Gym owners move SC against sealing move
New Delhi
Six gym outlets have approached the Supreme Court against the monitoring committee’s September 24 order to seal fitness joints, including gyms, yoga and meditation centres, that opened after August 12, 2008.
The top court-appointed panel, supervising the sealing drive in Delhi, had said in its notice that such centres were not permitted on properties irrespective of these being in commercial, mixed land or non-notified areas.
The applicants want the top court to quash the notice or alternatively direct the civic authorities to hear them out. As an interim measure, the petitioners want the court to prohibit government agencies from taking coercive action.
Senior advocate Dhruv Mehta, appearing for the gym owners, mentioned the application before a bench led by Justice Arun Mishra on Monday. On his request, the bench agreed to give it an urgent hearing and fixed the matter for Friday.
The petition says fitness centres were permissible under the Master Plan for Delhi, 2021, and that owners had paid conversion charges for the mixed use of the properties. The premises had been hired on long-term leases for specific utilisation only after the owners got permission to operate after payment of mixed land-use charges.
The monitoring committee’s notice to the agencies to follow the law is virtually a direction to them to seal the premises and it has been done without affording an opportunity to the gym owners, the petitioners said.
They quoted provisions from the MPD-2021 to show that the entire objective of permitting mixed use was to make available certain services and activities to local residents. Also, it was to mitigate increased traffic and congestion if such residents were to travel to distant places to avail of the same services.
“The localisation of services also mitigates environmental impact,” the petition said. The notice strikes at the citizen’s rights to live a healthy life that has been recognized as part of right to life under Article 21, it said.
Closure of fitness centres would not just cause monetary loss to owners but also affect the livelihood of hundreds of employees working at these places.
A perusal of MPD-2021 shows fitness centres are restricted only to category A&B colonies and not in C to G categories, the petitioners said, questioning the legal validity of the notice.
Kamaljeet Sehrawat, leader of House, South Delhi Municipal Corporation, said, “Moving the Supreme Court is within the legal rights of the gym owners.

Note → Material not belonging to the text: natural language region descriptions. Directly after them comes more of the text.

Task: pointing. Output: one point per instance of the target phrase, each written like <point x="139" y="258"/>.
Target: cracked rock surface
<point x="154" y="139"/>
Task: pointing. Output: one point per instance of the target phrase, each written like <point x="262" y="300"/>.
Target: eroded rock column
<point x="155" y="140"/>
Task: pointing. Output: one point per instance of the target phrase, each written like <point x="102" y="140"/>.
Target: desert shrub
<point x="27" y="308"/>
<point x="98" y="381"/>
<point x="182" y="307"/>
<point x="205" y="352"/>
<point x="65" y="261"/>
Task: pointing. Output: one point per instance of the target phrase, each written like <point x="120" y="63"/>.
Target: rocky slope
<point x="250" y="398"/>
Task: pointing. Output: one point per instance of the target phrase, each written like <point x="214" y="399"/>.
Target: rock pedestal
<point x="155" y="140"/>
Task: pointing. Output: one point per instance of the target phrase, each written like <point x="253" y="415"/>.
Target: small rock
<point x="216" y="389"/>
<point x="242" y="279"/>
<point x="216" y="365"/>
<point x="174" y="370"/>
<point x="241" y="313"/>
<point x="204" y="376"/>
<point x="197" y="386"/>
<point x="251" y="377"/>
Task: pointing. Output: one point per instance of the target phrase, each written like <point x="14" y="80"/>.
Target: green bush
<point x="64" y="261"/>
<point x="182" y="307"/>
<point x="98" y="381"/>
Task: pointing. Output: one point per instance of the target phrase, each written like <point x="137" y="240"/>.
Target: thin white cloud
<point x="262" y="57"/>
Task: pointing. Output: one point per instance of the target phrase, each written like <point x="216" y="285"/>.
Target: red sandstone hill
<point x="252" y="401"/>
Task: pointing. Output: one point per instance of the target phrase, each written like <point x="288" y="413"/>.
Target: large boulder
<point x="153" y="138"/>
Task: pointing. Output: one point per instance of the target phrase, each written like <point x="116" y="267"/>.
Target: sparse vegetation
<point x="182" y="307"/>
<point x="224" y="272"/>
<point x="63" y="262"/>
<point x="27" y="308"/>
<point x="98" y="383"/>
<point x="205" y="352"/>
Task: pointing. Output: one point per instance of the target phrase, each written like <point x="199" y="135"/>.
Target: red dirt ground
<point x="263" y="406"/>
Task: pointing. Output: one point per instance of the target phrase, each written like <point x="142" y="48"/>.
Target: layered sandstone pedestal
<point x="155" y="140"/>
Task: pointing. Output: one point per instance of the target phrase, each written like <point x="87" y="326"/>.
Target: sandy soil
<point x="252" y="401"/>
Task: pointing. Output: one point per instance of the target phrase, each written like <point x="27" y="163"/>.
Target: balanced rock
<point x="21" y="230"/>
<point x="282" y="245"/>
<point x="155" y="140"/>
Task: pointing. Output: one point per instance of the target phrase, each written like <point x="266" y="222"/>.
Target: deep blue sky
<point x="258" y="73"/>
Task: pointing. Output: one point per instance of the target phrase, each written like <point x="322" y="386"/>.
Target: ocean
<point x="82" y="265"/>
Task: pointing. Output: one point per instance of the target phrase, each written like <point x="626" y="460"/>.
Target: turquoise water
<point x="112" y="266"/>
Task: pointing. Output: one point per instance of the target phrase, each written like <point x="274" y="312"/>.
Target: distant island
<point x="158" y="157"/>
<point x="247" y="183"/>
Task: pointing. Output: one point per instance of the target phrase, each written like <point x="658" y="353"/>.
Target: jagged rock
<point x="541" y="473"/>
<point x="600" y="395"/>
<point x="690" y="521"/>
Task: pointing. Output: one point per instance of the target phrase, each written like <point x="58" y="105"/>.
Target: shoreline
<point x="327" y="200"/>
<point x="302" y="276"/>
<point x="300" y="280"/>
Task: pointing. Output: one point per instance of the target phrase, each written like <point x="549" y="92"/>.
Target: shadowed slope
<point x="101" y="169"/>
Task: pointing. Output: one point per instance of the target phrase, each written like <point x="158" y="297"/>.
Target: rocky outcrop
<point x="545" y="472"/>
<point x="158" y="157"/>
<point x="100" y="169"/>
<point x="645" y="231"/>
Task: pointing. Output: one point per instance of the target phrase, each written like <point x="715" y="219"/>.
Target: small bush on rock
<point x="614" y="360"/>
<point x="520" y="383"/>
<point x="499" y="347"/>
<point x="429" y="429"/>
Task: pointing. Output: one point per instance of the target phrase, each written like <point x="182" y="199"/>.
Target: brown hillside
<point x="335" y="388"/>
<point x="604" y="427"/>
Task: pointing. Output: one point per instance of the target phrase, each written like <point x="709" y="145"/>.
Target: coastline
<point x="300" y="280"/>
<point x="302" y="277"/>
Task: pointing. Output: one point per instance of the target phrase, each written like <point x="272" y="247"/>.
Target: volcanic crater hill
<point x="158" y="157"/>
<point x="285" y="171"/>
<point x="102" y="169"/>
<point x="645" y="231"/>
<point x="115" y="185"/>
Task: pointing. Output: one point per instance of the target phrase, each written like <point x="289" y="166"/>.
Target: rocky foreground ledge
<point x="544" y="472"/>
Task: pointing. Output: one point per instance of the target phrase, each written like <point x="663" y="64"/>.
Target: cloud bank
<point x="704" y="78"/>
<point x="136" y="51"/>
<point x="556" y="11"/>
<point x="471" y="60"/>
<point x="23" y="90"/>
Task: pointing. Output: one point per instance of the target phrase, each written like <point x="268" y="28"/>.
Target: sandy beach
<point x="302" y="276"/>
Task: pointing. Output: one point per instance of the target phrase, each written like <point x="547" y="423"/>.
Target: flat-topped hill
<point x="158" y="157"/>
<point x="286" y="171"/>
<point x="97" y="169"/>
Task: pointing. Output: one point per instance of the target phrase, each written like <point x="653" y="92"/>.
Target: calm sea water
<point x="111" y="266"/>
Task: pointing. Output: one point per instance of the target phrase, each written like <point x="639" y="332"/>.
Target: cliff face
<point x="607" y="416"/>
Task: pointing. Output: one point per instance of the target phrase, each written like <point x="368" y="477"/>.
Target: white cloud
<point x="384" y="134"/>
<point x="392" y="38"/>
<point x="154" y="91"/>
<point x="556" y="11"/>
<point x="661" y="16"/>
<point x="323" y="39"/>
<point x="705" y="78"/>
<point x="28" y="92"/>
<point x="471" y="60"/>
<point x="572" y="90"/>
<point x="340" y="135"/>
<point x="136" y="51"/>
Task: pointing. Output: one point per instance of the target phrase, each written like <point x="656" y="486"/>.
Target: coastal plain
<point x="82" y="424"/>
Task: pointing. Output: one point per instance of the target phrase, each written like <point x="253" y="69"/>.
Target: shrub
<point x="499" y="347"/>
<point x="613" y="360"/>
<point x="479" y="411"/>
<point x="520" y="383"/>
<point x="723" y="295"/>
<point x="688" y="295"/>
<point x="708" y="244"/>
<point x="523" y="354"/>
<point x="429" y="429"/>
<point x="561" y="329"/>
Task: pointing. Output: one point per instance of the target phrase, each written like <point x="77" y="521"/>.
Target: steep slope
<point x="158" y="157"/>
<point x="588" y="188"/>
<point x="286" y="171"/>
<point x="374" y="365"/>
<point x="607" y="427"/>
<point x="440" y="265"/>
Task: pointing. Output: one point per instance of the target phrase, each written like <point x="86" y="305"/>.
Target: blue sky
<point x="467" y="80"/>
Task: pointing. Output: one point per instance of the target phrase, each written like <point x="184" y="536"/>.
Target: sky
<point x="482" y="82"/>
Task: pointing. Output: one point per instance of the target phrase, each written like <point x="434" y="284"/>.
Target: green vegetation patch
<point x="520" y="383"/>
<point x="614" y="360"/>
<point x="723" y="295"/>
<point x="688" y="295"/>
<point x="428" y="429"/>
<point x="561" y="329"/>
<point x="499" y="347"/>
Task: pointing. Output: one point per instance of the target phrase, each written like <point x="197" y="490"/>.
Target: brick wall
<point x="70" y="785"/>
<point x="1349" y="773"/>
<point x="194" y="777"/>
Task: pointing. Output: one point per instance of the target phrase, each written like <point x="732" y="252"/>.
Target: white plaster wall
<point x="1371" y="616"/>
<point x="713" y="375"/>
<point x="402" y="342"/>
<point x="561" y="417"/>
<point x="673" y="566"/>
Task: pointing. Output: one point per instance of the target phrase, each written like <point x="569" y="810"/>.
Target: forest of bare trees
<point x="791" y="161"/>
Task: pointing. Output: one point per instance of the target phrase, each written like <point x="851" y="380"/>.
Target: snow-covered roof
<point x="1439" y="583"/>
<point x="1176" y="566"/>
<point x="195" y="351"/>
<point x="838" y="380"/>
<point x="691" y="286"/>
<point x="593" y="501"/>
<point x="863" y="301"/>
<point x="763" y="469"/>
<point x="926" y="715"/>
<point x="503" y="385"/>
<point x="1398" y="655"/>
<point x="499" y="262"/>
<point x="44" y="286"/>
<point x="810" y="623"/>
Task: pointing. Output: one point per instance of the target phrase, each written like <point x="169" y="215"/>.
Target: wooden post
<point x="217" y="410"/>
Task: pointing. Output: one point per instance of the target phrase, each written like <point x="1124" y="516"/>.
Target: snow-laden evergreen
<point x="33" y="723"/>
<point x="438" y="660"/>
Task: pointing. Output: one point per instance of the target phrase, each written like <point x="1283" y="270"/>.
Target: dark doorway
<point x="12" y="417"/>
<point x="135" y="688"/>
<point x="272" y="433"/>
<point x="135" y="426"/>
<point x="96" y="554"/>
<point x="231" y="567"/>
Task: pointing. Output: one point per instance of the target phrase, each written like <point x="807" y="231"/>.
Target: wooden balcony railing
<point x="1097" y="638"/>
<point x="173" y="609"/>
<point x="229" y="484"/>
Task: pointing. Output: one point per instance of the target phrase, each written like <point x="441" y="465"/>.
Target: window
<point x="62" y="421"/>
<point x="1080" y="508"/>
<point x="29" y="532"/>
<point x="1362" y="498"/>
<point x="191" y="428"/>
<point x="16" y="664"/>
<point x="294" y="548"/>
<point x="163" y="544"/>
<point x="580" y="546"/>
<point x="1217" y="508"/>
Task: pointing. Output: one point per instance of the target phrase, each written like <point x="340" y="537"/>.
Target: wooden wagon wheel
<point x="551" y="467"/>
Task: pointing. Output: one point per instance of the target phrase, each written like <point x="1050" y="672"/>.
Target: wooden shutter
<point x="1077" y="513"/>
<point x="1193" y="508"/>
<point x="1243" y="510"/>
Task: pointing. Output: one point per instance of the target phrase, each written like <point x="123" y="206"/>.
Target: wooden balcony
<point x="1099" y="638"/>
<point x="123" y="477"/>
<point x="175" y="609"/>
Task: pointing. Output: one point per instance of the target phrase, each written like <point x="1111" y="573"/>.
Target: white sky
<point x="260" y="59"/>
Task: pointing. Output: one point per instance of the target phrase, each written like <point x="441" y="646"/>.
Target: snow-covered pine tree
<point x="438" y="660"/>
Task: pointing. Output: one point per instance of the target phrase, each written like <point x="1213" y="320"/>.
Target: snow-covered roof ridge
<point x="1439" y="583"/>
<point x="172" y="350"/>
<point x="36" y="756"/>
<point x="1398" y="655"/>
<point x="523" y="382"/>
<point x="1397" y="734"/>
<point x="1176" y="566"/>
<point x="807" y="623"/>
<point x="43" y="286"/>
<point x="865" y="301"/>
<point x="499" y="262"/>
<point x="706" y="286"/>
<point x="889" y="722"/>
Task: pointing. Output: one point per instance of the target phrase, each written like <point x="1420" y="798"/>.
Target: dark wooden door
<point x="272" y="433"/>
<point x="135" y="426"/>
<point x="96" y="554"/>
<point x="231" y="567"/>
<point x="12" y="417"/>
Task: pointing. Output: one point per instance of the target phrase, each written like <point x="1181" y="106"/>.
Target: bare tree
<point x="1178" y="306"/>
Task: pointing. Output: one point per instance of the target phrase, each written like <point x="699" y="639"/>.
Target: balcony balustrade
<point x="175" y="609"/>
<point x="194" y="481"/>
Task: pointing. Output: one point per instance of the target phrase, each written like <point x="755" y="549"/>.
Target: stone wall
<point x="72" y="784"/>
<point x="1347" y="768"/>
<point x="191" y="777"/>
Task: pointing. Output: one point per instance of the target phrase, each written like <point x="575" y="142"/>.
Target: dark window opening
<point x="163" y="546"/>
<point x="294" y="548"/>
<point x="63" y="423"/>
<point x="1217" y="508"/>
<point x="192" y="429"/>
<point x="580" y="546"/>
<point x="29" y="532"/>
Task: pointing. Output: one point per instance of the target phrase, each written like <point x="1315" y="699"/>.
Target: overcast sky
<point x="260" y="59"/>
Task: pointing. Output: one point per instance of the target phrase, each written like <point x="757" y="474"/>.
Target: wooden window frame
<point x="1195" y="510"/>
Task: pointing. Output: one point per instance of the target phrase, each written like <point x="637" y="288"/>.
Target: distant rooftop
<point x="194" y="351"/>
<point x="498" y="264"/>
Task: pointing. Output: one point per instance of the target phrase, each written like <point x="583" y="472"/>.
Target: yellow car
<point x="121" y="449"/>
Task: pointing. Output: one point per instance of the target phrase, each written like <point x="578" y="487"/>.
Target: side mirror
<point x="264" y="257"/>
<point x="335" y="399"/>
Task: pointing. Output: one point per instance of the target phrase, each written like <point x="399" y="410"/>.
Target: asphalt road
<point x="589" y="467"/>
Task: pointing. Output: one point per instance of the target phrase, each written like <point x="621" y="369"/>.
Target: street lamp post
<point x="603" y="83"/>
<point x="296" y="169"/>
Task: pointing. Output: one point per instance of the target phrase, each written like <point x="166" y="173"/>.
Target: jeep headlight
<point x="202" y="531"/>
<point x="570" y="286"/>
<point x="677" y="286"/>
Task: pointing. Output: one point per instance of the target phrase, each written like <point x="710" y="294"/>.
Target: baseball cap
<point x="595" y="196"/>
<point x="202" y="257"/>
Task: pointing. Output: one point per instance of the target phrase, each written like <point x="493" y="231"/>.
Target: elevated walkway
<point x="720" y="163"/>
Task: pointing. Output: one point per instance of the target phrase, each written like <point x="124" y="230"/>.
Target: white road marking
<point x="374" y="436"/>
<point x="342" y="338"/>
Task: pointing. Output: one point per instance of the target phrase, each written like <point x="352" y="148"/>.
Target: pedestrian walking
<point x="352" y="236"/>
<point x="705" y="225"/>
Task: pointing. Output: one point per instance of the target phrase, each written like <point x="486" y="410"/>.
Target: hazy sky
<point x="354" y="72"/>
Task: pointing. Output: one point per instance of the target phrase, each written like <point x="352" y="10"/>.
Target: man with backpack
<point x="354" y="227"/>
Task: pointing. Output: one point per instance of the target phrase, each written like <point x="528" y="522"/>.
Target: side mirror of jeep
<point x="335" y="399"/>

We were anyway not going to take any immediate punitive action against fitness centres. Declaring fitness centres illegal through a cut-off date is not right rather it should be based on norms. Gyms and yoga centres neither create pollution nor traffic snarls so the action against such units doesn’t make much sense. The master plan needs to be amended. We have sought time from the minister of housing and urban affairs Hardeep Puri and will request him to amend the master plan so that sealing of gyms and yoga centres can be stopped.”